Crude and adjusted ORs for pyogenic liver abscess (PLA) according to the presence of diabetes mellitus.

In contrast, the risk increase conferred by diabetes apparently was not mediated by other ongoing abdominal or systemic infections, because adjustment for them left the crude OR virtually unchanged at 4.9 and 4.8, respectively (data not shown). Adjusted ORs for patients with PLA and diabetes were similarly high, even among patients who had not undergone surgical procedures and patients who were not identified as having any PLA risk factors (table 2). The relative risk increase conferred by diabetes tended to be highest in the youngest age groups: ORs for PLA were 5–6 times higher among subjects with diabetes who were aged <65 years. Assuming that the association between diabetes and PLA is causal, and given a prevalence of diabetes of 2.6% among control subjects, the population-attributable risk of PLA from diabetes was 6.3%.

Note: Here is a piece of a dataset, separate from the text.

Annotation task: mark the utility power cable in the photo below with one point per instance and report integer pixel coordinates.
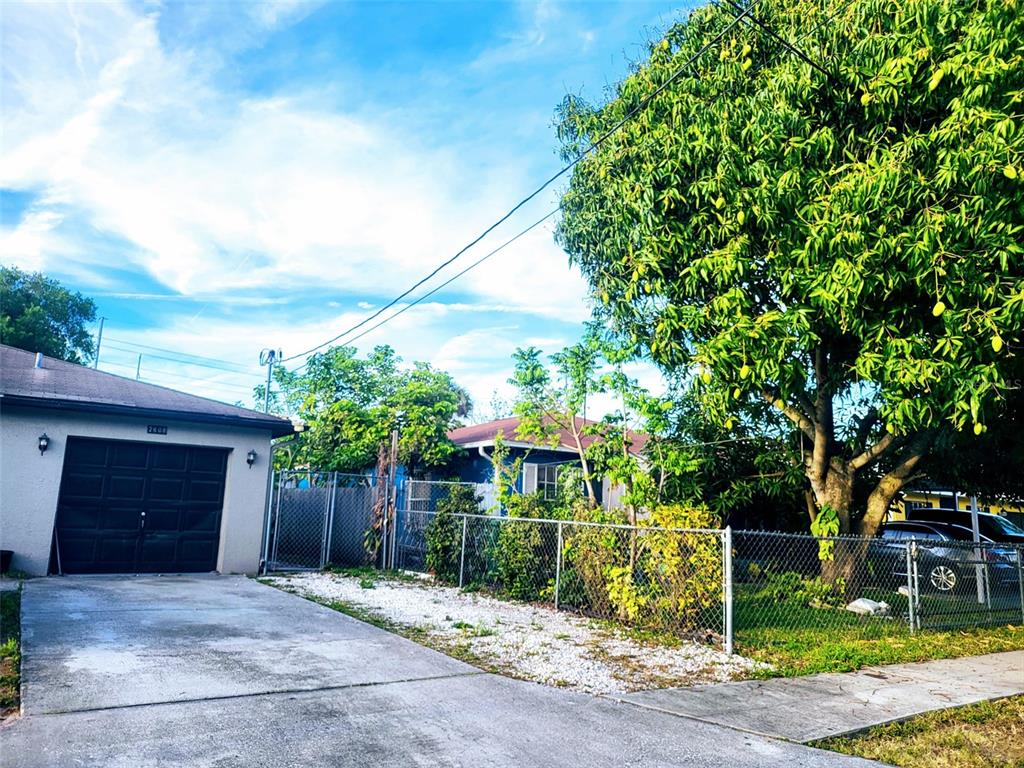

Sensitivity analysis. Under the very conservative assumption that we were able to identify only 63% of control subjects with diabetes but 100% of PLA case patients with diabetes, the prevalence of diabetes among control subjects would have been 1855/0.63 = 2944 (4.1%) of 72,332 persons. This prevalence adjustment decreases the unadjusted OR for PLA in persons with diabetes from 5.0 to 3.0. Similarly, when we restricted our exposure measurement to a diagnosis of diabetes received only before the date of hospital admission for PLA, the crude OR became 4.2 (95% CI, 3.5–5.0) and was 2.9 (95% CI, 2.2–3.7) in the adjusted analysis.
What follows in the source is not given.